Multiple sclerosis (MS) is a progressive disease of the central nervous system (CNS) that primarily affects women during the second or third decade of life. The mechanism is hypothesized to involve unregulated peripheral inflammation resulting in bloodbrain barrier damage, and eventual axonal damage and demyelination. Based on this understanding, the animal model of MS, experimental autoimmune encephalomyelitis (EAE), often is utilized to study lymphocyte activation.

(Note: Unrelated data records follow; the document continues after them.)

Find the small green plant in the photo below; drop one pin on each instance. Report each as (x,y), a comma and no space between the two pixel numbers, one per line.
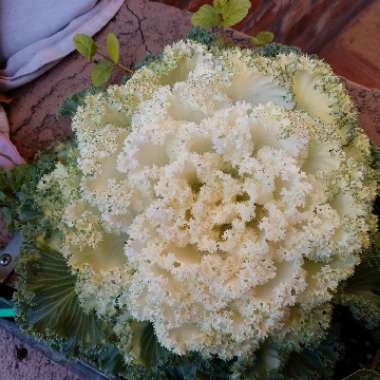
(103,68)
(227,13)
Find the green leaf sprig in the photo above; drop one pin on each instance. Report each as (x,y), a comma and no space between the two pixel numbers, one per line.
(227,13)
(102,71)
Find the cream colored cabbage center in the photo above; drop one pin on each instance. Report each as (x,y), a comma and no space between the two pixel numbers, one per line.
(240,209)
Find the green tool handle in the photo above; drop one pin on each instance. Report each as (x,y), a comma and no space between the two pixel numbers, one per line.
(7,313)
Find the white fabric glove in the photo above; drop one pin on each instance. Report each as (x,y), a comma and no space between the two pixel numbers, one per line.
(36,34)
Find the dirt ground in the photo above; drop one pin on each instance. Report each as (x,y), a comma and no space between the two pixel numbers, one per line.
(19,361)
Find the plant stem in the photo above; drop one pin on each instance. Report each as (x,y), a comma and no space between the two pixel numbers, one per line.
(8,158)
(376,360)
(125,68)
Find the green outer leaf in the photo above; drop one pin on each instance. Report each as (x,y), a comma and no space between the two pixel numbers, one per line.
(206,17)
(7,217)
(262,38)
(113,47)
(219,5)
(101,73)
(234,11)
(363,374)
(85,45)
(55,305)
(6,309)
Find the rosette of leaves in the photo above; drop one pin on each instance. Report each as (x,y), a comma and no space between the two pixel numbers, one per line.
(48,287)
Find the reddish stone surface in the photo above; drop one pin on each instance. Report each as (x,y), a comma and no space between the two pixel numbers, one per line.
(368,102)
(142,27)
(355,51)
(345,32)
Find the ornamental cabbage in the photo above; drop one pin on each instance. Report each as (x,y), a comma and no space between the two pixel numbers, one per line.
(219,194)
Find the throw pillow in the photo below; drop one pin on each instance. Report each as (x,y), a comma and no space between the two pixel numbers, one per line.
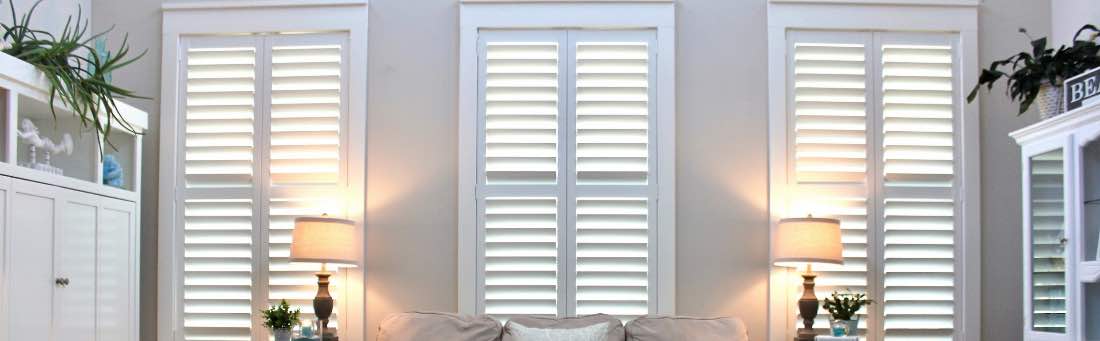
(594,332)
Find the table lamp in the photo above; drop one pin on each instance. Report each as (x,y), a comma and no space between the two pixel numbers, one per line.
(809,240)
(329,241)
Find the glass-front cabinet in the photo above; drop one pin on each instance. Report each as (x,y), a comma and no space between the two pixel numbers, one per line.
(1060,164)
(1046,241)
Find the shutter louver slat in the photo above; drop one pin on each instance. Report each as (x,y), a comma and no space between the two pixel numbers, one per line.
(1048,254)
(612,256)
(305,116)
(218,155)
(520,256)
(917,155)
(612,113)
(520,113)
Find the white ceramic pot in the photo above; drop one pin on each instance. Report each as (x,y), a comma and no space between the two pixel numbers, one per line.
(1049,101)
(282,334)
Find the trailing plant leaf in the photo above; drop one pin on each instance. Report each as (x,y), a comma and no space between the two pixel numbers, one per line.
(76,81)
(1042,66)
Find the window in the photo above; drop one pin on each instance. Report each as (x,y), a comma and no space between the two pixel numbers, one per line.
(873,146)
(262,145)
(259,129)
(565,172)
(872,129)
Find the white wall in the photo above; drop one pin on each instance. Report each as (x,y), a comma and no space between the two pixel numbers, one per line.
(722,156)
(1069,15)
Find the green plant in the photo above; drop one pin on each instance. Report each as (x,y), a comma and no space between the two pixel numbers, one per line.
(281,316)
(1042,66)
(843,306)
(77,78)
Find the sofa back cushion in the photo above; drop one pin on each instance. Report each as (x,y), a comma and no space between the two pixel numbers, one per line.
(615,331)
(652,328)
(438,326)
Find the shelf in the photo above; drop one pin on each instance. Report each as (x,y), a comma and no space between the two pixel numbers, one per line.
(34,135)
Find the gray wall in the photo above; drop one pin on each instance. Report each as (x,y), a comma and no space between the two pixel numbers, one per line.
(722,156)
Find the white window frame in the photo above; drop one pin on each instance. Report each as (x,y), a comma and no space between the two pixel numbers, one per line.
(191,19)
(517,14)
(948,17)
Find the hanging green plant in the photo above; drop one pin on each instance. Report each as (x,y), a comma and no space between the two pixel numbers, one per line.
(1041,67)
(76,72)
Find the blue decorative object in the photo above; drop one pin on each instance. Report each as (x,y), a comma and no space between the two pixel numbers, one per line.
(112,172)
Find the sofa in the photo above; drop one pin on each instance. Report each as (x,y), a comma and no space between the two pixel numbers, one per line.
(452,327)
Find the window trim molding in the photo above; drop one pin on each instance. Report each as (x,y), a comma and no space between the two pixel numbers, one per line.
(256,17)
(534,15)
(784,15)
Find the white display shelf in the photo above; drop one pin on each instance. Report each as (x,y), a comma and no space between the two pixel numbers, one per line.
(24,95)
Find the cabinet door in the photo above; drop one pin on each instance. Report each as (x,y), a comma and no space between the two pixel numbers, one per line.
(75,262)
(30,267)
(4,190)
(1046,244)
(117,275)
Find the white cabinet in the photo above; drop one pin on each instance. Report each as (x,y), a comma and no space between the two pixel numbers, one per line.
(1062,227)
(69,264)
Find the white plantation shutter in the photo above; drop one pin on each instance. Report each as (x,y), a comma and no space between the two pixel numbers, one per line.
(917,155)
(263,135)
(873,145)
(613,146)
(564,190)
(831,138)
(520,256)
(218,178)
(305,114)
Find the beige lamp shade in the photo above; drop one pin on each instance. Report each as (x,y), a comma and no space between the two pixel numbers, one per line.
(323,240)
(799,241)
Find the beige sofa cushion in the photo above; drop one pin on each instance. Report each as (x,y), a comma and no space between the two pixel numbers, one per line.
(651,328)
(615,332)
(438,327)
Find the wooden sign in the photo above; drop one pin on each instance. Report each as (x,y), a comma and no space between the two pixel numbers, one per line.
(1082,89)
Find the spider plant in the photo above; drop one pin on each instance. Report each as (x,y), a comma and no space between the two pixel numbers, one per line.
(76,80)
(1042,67)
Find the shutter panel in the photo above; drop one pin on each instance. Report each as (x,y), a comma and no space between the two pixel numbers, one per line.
(612,256)
(567,238)
(829,112)
(305,114)
(612,85)
(218,163)
(306,158)
(1048,254)
(520,256)
(612,113)
(917,205)
(219,117)
(520,112)
(831,152)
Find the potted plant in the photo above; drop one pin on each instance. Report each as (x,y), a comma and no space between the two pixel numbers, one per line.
(279,319)
(1040,74)
(78,74)
(843,308)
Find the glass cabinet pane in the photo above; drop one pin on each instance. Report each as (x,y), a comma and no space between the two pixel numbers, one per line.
(1090,212)
(1048,242)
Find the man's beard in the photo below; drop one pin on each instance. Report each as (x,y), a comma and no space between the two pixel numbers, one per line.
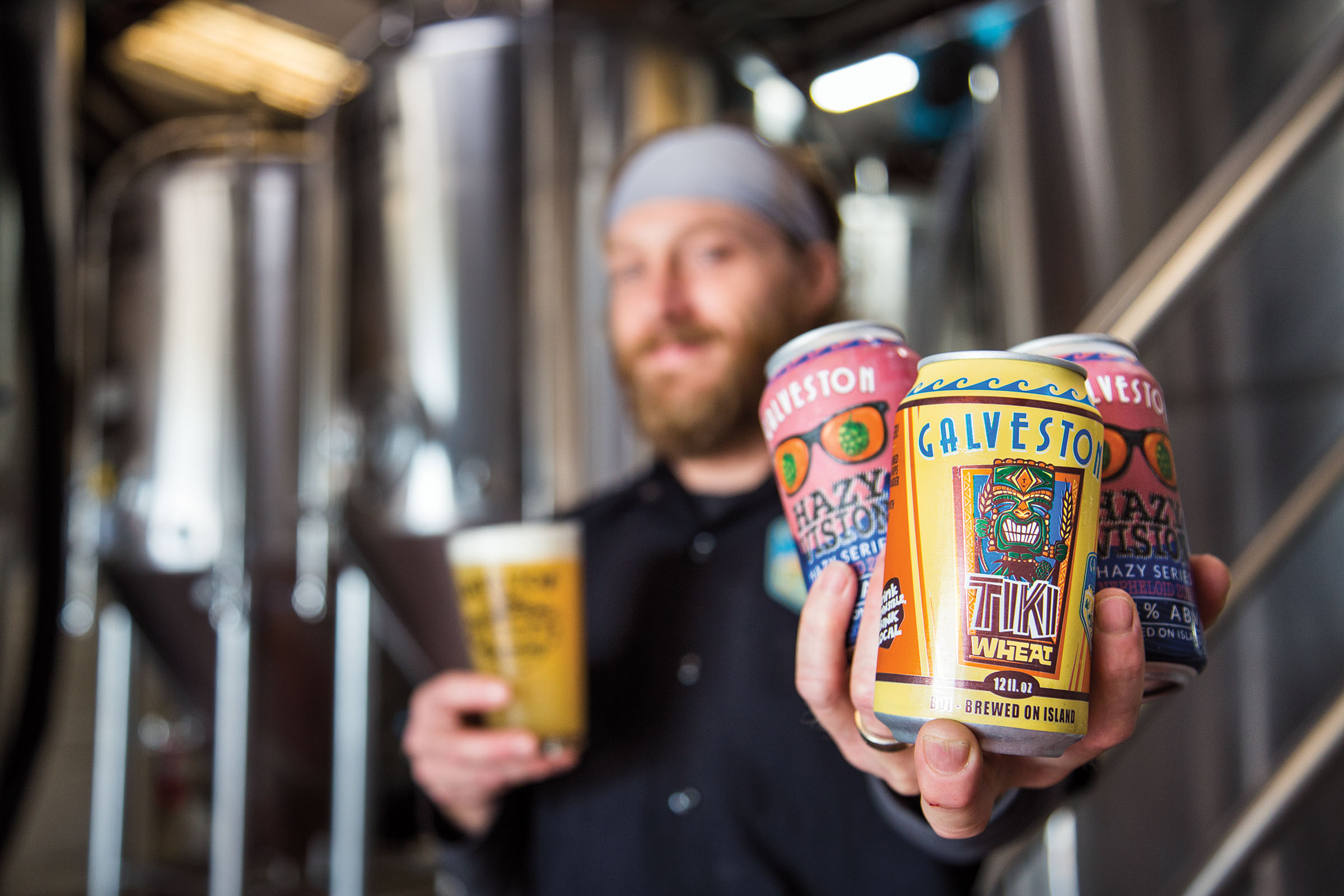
(716,417)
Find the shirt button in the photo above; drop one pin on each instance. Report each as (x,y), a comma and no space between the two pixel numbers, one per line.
(702,547)
(684,801)
(690,669)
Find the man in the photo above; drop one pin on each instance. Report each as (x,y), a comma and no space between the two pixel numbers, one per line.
(704,770)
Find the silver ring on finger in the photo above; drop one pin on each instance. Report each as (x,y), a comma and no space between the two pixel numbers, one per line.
(884,745)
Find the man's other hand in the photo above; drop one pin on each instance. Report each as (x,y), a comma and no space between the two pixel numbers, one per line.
(467,769)
(958,782)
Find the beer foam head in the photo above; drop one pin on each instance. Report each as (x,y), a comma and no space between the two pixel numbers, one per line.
(515,543)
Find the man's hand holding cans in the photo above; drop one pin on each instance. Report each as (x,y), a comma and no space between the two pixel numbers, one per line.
(956,781)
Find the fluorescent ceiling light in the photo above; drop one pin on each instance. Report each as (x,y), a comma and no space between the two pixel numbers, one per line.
(226,50)
(866,82)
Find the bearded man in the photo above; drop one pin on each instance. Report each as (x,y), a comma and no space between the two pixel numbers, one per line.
(725,752)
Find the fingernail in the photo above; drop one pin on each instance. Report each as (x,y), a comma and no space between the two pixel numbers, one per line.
(946,757)
(1114,614)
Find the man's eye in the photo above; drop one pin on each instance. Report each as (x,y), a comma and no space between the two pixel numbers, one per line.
(713,254)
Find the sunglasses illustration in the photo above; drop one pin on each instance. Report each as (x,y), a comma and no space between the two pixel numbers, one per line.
(852,436)
(1120,444)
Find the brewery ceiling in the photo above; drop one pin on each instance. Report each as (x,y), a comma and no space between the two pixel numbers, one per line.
(801,38)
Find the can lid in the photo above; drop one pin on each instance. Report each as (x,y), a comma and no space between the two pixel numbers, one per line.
(823,336)
(1079,342)
(1006,356)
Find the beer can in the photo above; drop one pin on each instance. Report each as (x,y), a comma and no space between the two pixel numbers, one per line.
(827,413)
(987,600)
(1141,543)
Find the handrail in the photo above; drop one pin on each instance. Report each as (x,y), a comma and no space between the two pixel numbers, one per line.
(1273,802)
(1289,783)
(1180,251)
(1292,516)
(1229,197)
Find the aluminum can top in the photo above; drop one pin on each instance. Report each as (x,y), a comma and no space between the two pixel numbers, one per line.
(1070,343)
(830,335)
(1005,356)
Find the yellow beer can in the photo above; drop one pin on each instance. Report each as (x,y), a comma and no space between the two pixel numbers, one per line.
(991,566)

Therapeutic paradigms of exogenous opioid growth factor (OGF) or low-dose naltrexone (LDN) treatment can modulate EAE, but little is reported regarding OGF or LDN effects on peripheral inflammation, microglia activation, and/or macrophage proliferation. Moreover, little is known about differential responses to LDN or OGF relative to the duration and timing of treatment. Utilizing a female mouse model of EAE, two treatment regimens were established to investigate differences between prophylactic treatment and traditional therapy initiated at the time of disease presentation. Prophylactic OGF or LDN treatment delayed the onset of behavior, suppressed neutrophil replication, and curtailed lymphocyte proliferation which ultimately improved behavioral outcome. Traditional therapy with OGF or LDN reversed behavioral deficits, restored OGF and IL-17 serum levels, and inhibited microglial activation within 8 days. Reduced serum OGF levels in untreated EAE mice correlated with increased microglia activation within lumbar spinal cords. Both treatment regimens of OGF or LDN reduced activated microglia, whereas only prophylactic treatment prevented CNS macrophage aggregation. These data demonstrate that the timing of LDN or OGF treatment initiation alters outcomes and can prevent or reverse behavioral deficits, cytokine activation, and spinal cord pathology.